Do current ML algorithms have the capability to generalize across different combinations of verbs and nouns (compositionality)?

Turns out current methods like I3D with scene-level convolutional operators heavily relies on spatial appearance rather than temporal transfromations or geometric relations, and thus failed this task.

This paper introduces a model that relies on a sparse and semantically-rich object graph learnt for each action, learning explicit relations between subjects and objects.

It also introduces something-else dataset and a compositional action recognition task where training and testing data are split in a way to test the ability of compositionality of the model.

## Note

### Improving Token-Mixer

The spatial interaction mudule looks just like a token-mixer. Probably changing it to self-attention to improve performance?

## Approach

### Spatial-Temporal Interaction Networks

STIN = Object Detector + Tracker + Reasoning

By modeling the transfromation of object geometric relations in a video, STIN can generalize well to unseen compositions.

#### Object-centric Representation

A video with T frames => Object detection: hands, generic candidate consituent objects.

Extracting two types ob feature representation for each bounding box

1. Bouding box coordinates:
• center coordinate + width + height => MLP => d-dimensional feature
2. Object Identity: Another d-dimensional dembedding to represent identities of objects and subjects
1. Subject embedding(agent): representing hands in an action
2. Object embedding: representing objects invovled in the action
3. Null embedding: representing dummy boxes irrelevant to the action

#### Spatial-temporal Interaction Reasoning

Given $$T$$ video frames and $$N$$ objects per frame, we denote the set of object features as $$X=$$ $$\left(x_{1}^{1}, \ldots, x_{N}^{1}, x_{1}^{2}, \ldots, x_{N}^{2}, \ldots, x_{N}^{T}\right)$$, where $$x_{i}^{t}$$ represents the feature of object $$i$$ in frame $$t$$.

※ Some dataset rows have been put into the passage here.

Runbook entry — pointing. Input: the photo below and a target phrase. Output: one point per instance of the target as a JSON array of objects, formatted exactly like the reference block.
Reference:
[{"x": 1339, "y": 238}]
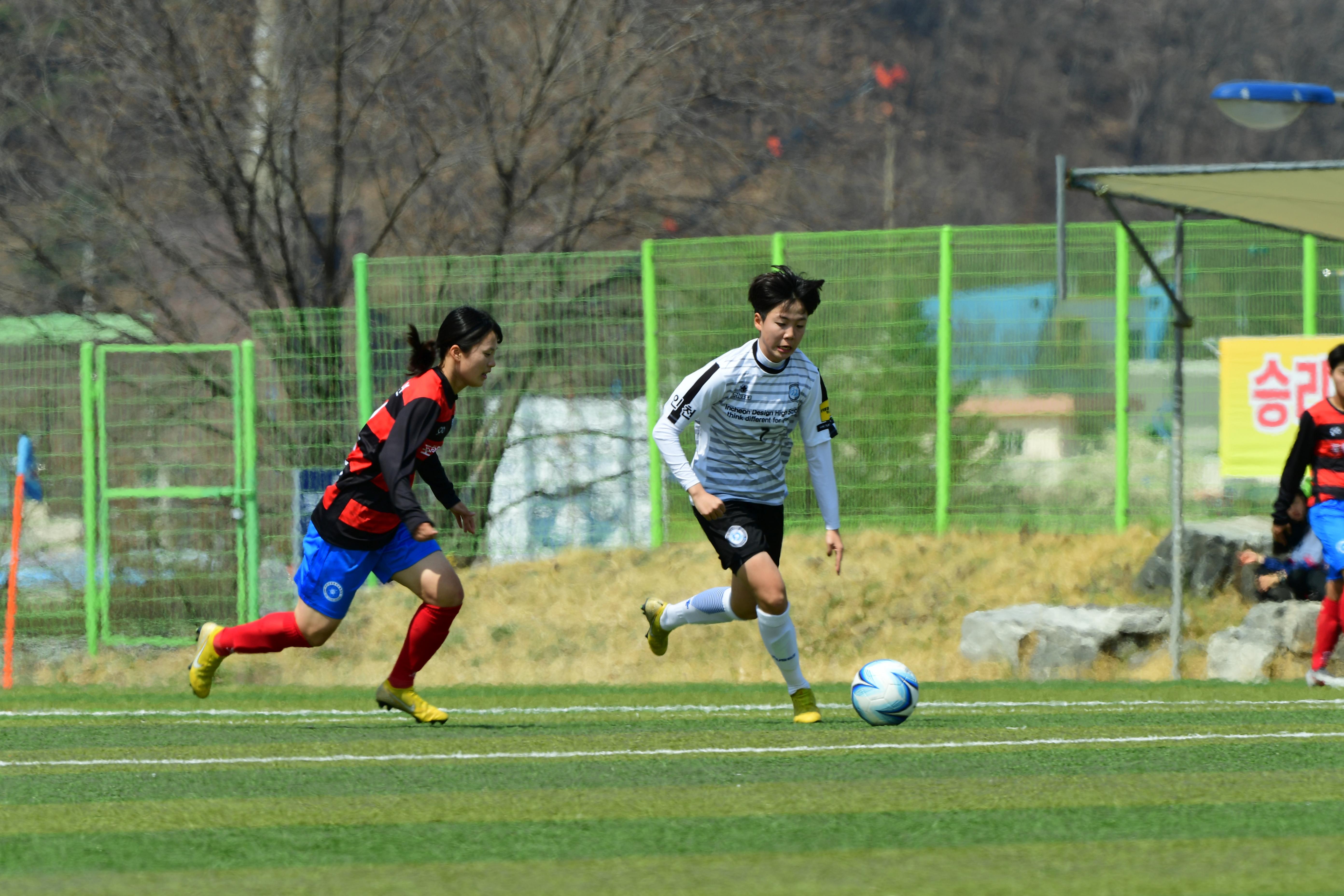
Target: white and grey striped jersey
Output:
[{"x": 744, "y": 409}]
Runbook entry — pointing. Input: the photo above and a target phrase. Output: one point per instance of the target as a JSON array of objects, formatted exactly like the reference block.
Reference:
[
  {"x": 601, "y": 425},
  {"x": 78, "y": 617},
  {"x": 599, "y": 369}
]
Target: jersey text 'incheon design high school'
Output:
[
  {"x": 358, "y": 512},
  {"x": 744, "y": 409}
]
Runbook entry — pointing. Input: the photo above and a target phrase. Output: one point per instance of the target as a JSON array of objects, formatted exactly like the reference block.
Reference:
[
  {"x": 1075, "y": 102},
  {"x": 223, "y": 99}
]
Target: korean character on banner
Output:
[
  {"x": 1271, "y": 397},
  {"x": 1314, "y": 382}
]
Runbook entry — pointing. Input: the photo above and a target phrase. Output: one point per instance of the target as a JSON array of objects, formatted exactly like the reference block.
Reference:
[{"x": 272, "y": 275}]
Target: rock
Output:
[
  {"x": 1046, "y": 643},
  {"x": 1209, "y": 557},
  {"x": 1245, "y": 653}
]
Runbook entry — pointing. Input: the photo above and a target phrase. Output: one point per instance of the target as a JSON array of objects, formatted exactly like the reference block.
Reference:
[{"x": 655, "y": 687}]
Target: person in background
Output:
[
  {"x": 1320, "y": 445},
  {"x": 1300, "y": 575}
]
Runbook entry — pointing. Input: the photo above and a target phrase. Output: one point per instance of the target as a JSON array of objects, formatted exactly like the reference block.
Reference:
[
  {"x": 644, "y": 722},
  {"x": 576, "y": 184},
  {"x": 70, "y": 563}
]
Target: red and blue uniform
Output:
[
  {"x": 1320, "y": 445},
  {"x": 365, "y": 522}
]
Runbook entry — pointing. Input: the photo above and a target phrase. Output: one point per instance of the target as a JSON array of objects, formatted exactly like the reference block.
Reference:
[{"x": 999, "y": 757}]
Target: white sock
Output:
[
  {"x": 705, "y": 609},
  {"x": 781, "y": 640}
]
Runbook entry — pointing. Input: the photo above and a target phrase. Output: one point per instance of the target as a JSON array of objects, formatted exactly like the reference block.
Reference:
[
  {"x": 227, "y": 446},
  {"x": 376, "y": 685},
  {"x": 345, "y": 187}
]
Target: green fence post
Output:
[
  {"x": 104, "y": 525},
  {"x": 1311, "y": 283},
  {"x": 943, "y": 448},
  {"x": 364, "y": 354},
  {"x": 1121, "y": 379},
  {"x": 91, "y": 497},
  {"x": 240, "y": 490},
  {"x": 648, "y": 288},
  {"x": 252, "y": 528}
]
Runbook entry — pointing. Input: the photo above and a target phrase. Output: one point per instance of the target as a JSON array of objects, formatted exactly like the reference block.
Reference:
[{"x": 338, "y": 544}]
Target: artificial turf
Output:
[{"x": 509, "y": 797}]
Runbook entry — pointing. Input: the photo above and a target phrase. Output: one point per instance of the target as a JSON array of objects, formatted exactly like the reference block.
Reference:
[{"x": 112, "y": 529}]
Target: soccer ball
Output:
[{"x": 885, "y": 692}]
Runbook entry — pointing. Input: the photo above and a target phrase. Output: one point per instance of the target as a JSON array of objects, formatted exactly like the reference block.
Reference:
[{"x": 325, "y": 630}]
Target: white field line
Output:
[
  {"x": 706, "y": 708},
  {"x": 694, "y": 751}
]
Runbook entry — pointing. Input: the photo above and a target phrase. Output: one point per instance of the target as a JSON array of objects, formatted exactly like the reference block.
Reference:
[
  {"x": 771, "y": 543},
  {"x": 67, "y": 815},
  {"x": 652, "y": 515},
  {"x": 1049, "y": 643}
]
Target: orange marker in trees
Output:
[{"x": 13, "y": 602}]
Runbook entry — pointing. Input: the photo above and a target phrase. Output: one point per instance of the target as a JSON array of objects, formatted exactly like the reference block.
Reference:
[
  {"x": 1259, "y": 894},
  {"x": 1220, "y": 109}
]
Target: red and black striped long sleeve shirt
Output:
[
  {"x": 1320, "y": 445},
  {"x": 373, "y": 495}
]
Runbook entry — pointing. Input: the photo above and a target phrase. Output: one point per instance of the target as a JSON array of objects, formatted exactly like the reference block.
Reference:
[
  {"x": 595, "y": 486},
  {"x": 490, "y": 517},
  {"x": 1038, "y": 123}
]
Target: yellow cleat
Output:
[
  {"x": 201, "y": 675},
  {"x": 806, "y": 707},
  {"x": 409, "y": 702},
  {"x": 658, "y": 636}
]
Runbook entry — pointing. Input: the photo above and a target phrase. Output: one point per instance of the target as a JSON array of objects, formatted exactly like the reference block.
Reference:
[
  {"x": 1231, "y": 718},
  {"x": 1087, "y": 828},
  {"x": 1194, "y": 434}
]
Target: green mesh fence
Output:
[
  {"x": 1033, "y": 439},
  {"x": 170, "y": 535},
  {"x": 41, "y": 385},
  {"x": 874, "y": 340},
  {"x": 553, "y": 452},
  {"x": 702, "y": 312}
]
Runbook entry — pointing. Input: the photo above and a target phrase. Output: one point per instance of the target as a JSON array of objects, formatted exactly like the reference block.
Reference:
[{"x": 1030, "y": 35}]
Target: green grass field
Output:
[{"x": 1113, "y": 789}]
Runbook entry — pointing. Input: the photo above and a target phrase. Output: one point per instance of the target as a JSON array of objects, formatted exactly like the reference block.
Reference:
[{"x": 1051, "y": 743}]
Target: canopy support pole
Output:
[
  {"x": 1061, "y": 246},
  {"x": 1178, "y": 456},
  {"x": 1181, "y": 324}
]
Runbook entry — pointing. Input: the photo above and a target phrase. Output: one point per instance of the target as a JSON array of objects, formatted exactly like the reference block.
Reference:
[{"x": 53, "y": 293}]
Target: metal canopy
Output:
[{"x": 1306, "y": 198}]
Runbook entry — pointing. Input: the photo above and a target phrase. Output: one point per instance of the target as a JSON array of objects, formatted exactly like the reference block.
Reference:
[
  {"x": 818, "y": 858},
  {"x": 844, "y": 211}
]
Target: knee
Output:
[
  {"x": 316, "y": 636},
  {"x": 447, "y": 593},
  {"x": 773, "y": 601}
]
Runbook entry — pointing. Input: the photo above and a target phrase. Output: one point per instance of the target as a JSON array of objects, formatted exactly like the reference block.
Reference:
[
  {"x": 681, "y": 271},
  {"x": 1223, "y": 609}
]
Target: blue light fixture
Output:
[{"x": 1267, "y": 105}]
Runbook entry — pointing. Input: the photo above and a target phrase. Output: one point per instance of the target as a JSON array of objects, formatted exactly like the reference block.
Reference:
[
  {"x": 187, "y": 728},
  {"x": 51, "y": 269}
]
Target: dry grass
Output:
[{"x": 576, "y": 618}]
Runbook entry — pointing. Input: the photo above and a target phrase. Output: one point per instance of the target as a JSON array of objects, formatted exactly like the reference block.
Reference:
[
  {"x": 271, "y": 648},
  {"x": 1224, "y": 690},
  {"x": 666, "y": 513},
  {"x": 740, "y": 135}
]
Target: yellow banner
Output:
[{"x": 1264, "y": 386}]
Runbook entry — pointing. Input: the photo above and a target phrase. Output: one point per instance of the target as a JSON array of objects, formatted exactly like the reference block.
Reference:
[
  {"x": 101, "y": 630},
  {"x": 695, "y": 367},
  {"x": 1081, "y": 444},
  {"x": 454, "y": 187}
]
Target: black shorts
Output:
[{"x": 744, "y": 531}]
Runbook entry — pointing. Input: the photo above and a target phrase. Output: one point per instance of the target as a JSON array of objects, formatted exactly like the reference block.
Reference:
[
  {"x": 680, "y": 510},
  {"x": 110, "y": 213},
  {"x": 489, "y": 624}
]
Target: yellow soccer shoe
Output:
[
  {"x": 658, "y": 636},
  {"x": 411, "y": 703},
  {"x": 201, "y": 675},
  {"x": 806, "y": 707}
]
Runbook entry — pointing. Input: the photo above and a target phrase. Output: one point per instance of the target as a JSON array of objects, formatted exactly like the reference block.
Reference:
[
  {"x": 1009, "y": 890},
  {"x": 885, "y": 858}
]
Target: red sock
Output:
[
  {"x": 271, "y": 635},
  {"x": 1327, "y": 633},
  {"x": 429, "y": 627}
]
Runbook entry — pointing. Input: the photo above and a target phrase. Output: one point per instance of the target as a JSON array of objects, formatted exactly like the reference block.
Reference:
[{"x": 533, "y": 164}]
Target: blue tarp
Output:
[{"x": 996, "y": 332}]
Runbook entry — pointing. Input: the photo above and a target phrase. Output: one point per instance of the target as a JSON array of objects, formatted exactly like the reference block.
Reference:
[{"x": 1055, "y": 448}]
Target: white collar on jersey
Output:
[{"x": 765, "y": 367}]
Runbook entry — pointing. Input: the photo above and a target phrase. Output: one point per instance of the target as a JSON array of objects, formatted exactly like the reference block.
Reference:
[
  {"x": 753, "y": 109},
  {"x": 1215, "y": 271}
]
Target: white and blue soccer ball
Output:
[{"x": 885, "y": 692}]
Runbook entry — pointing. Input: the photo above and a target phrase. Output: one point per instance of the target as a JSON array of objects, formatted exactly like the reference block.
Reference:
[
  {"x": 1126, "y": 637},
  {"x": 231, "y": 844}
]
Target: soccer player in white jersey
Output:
[{"x": 744, "y": 405}]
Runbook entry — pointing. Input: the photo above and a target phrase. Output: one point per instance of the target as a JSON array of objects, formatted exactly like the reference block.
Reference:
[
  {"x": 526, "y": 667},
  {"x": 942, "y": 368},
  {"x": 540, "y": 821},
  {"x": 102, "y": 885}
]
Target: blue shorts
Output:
[
  {"x": 1327, "y": 522},
  {"x": 329, "y": 577}
]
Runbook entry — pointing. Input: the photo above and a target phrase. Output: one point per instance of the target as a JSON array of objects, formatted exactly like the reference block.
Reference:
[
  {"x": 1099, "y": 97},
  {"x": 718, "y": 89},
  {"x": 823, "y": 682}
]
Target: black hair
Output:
[
  {"x": 781, "y": 285},
  {"x": 464, "y": 327}
]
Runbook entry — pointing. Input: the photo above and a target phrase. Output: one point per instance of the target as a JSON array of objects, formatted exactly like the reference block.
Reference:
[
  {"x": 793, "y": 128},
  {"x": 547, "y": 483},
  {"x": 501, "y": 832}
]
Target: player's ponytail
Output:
[{"x": 464, "y": 327}]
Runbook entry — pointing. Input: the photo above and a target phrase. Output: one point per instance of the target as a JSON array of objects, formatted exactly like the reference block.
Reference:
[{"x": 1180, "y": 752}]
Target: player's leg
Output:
[
  {"x": 327, "y": 581},
  {"x": 431, "y": 578},
  {"x": 1328, "y": 526},
  {"x": 732, "y": 542}
]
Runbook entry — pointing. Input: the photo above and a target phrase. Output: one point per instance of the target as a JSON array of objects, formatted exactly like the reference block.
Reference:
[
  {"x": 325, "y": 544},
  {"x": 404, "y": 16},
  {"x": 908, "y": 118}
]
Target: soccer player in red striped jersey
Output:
[
  {"x": 1320, "y": 445},
  {"x": 369, "y": 522}
]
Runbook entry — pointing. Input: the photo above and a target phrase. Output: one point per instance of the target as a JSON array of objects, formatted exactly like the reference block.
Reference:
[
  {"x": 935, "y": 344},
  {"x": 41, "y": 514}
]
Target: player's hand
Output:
[
  {"x": 466, "y": 519},
  {"x": 835, "y": 546},
  {"x": 706, "y": 504}
]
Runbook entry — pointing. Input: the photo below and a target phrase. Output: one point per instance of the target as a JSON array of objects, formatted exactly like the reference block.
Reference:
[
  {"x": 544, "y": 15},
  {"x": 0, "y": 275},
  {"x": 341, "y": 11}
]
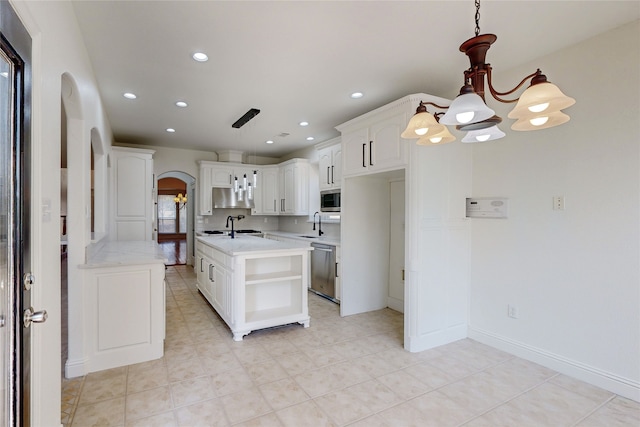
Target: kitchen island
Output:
[
  {"x": 254, "y": 283},
  {"x": 124, "y": 296}
]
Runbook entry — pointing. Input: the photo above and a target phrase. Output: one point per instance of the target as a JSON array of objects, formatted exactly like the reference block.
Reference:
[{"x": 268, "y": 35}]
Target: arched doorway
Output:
[{"x": 175, "y": 217}]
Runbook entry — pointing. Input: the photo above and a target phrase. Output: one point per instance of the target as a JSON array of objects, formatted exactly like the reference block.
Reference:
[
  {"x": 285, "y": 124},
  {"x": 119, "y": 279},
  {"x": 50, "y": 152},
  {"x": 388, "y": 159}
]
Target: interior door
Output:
[{"x": 16, "y": 313}]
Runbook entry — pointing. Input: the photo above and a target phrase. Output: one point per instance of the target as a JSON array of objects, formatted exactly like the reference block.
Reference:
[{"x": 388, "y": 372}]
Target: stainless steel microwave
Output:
[{"x": 330, "y": 201}]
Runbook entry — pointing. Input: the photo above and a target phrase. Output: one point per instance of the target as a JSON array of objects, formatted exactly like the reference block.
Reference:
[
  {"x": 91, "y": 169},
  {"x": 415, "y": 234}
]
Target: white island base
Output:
[{"x": 254, "y": 283}]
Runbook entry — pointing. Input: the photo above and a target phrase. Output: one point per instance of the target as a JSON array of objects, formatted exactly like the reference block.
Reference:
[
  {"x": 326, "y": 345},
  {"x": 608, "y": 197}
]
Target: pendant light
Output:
[
  {"x": 482, "y": 135},
  {"x": 537, "y": 108}
]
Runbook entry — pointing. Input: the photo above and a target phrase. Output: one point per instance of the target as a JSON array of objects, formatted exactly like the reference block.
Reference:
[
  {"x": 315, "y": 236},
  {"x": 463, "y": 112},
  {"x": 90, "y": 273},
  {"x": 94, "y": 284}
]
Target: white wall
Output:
[
  {"x": 573, "y": 275},
  {"x": 57, "y": 49}
]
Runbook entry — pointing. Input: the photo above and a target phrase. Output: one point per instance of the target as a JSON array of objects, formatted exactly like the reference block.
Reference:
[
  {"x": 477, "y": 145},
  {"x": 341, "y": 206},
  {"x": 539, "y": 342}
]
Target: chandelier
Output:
[
  {"x": 245, "y": 187},
  {"x": 181, "y": 200},
  {"x": 539, "y": 106}
]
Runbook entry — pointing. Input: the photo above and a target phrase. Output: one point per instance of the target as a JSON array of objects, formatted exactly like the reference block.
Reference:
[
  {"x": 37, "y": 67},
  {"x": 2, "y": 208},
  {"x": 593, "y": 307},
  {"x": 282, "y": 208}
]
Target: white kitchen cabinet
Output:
[
  {"x": 269, "y": 188},
  {"x": 124, "y": 297},
  {"x": 338, "y": 272},
  {"x": 375, "y": 147},
  {"x": 205, "y": 183},
  {"x": 294, "y": 187},
  {"x": 263, "y": 285},
  {"x": 132, "y": 194},
  {"x": 330, "y": 164}
]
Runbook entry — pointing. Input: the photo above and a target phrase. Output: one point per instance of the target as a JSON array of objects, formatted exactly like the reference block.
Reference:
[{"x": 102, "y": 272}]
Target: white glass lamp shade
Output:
[
  {"x": 540, "y": 98},
  {"x": 467, "y": 108},
  {"x": 483, "y": 135},
  {"x": 541, "y": 121},
  {"x": 420, "y": 125},
  {"x": 437, "y": 139}
]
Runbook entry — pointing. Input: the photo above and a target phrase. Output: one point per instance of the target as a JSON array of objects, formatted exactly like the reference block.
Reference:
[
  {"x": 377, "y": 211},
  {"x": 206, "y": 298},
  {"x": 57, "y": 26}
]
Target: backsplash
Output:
[{"x": 293, "y": 224}]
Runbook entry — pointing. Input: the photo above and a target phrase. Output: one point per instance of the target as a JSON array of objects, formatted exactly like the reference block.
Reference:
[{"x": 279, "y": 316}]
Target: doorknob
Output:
[{"x": 34, "y": 316}]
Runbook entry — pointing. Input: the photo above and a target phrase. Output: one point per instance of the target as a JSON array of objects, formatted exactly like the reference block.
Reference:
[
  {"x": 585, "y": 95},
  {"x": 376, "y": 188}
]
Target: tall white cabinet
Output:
[
  {"x": 436, "y": 233},
  {"x": 132, "y": 193},
  {"x": 330, "y": 164}
]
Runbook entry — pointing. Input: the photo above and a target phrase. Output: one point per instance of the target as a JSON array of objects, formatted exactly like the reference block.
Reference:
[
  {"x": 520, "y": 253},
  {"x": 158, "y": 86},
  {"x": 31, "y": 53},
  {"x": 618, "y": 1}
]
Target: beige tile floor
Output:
[{"x": 340, "y": 371}]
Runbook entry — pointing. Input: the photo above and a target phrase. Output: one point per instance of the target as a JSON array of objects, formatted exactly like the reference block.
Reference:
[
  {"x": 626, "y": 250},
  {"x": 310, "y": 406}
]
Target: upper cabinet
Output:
[
  {"x": 294, "y": 187},
  {"x": 205, "y": 184},
  {"x": 330, "y": 164},
  {"x": 132, "y": 194},
  {"x": 281, "y": 189},
  {"x": 375, "y": 147}
]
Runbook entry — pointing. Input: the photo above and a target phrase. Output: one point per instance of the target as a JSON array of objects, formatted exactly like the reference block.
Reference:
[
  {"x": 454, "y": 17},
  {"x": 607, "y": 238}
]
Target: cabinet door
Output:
[
  {"x": 270, "y": 193},
  {"x": 324, "y": 168},
  {"x": 222, "y": 176},
  {"x": 205, "y": 203},
  {"x": 132, "y": 195},
  {"x": 257, "y": 193},
  {"x": 387, "y": 148},
  {"x": 287, "y": 189},
  {"x": 356, "y": 152},
  {"x": 201, "y": 275},
  {"x": 336, "y": 167}
]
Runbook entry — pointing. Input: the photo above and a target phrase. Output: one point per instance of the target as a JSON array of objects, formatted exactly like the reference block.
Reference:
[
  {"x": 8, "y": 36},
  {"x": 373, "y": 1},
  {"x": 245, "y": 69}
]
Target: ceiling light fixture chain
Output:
[
  {"x": 538, "y": 107},
  {"x": 477, "y": 18}
]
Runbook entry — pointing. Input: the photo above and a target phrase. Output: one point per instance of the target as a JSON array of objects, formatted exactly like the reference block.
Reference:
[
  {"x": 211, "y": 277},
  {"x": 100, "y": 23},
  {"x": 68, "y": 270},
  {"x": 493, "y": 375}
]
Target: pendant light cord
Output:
[{"x": 477, "y": 18}]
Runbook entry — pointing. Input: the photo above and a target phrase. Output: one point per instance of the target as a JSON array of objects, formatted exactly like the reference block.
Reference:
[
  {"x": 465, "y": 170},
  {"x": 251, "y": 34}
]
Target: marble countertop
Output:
[
  {"x": 244, "y": 244},
  {"x": 120, "y": 253},
  {"x": 313, "y": 237}
]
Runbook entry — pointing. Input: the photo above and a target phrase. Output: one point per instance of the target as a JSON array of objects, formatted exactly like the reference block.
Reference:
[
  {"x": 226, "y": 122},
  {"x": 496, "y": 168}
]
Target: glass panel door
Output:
[{"x": 6, "y": 307}]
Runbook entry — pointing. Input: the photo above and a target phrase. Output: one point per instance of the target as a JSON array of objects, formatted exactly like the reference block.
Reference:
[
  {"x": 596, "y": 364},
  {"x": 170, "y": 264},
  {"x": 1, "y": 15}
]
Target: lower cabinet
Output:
[{"x": 126, "y": 315}]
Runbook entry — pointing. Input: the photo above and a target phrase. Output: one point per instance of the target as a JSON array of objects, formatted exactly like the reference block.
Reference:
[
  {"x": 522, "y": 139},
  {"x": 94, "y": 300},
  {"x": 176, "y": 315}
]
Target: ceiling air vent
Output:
[{"x": 244, "y": 119}]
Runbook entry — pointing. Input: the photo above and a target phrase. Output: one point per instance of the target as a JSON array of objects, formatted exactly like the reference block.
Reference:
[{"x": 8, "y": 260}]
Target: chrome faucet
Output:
[
  {"x": 239, "y": 217},
  {"x": 320, "y": 232}
]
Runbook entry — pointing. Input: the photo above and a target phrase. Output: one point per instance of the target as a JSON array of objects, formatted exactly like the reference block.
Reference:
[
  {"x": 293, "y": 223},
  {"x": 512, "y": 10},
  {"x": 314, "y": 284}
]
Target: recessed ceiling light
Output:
[{"x": 200, "y": 57}]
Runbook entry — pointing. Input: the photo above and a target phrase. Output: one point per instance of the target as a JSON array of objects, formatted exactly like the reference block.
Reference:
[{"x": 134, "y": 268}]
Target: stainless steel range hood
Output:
[{"x": 226, "y": 198}]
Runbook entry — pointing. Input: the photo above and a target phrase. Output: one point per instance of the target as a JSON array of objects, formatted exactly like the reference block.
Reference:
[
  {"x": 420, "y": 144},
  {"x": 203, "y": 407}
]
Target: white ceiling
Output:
[{"x": 300, "y": 60}]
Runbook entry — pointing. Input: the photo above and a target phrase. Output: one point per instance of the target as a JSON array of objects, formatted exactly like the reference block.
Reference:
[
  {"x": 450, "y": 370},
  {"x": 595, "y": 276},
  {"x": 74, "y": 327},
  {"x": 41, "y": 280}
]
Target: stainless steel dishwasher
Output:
[{"x": 323, "y": 270}]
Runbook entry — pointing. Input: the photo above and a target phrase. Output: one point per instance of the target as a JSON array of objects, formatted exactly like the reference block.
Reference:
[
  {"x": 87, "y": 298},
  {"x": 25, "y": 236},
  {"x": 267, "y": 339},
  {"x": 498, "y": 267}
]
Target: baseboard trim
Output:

• Spatial Interaction Module

Perfoming spatial interaction reasoning amnong N objects in each frame.

$f\left(x_{i}^{t}\right)=\operatorname{ReLU}\left(W_{f}^{T}\left[x_{i}^{t}, \frac{1}{N-1} \sum_{j \neq i} x_{j}^{t}\right]\right)$

where [,] denotes concatenation of two features in the channel dimension and $$W_{f}^{T}$$ is learnable weights implemented by a fully connected layer.

• Temporal Interaction Module

Given these aggregated feature of objects in each frame, performing temporal reasoning on top of them.

$p(X)=W_{p}^{T} h\left(\left\{g\left(x_{i}^{1}, \ldots, x_{i}^{T}\right)\right\}_{i=1}^{N}\right)$

where $$h$$ is a function combining and aggregating the information of tracklets.

In this study, two different approaches are proposed to combine tracklets:

1. Design $$h$$ as a simple averaging function to prove the effectiveness of our spatial-temporal interaction reasoning.
2. Utilize non-local block as the function $$h$$.The non-local block encodes the pairwise relationships between every two trajectory features before averaging them.
• Combining Video Appearance Representation

3D conv backbone to transform video into a d-dimentional feature, the appearance representation is especially helpful when the action has no prominent inter-object dynamics

Video appearance representations are concatenated with object representations $$h\left(\left\{g\left(x_{i}^{1}, \ldots, x_{i}^{T}\right)\right\}_{i=1}^{N}\right)$$, before fed into the classifier.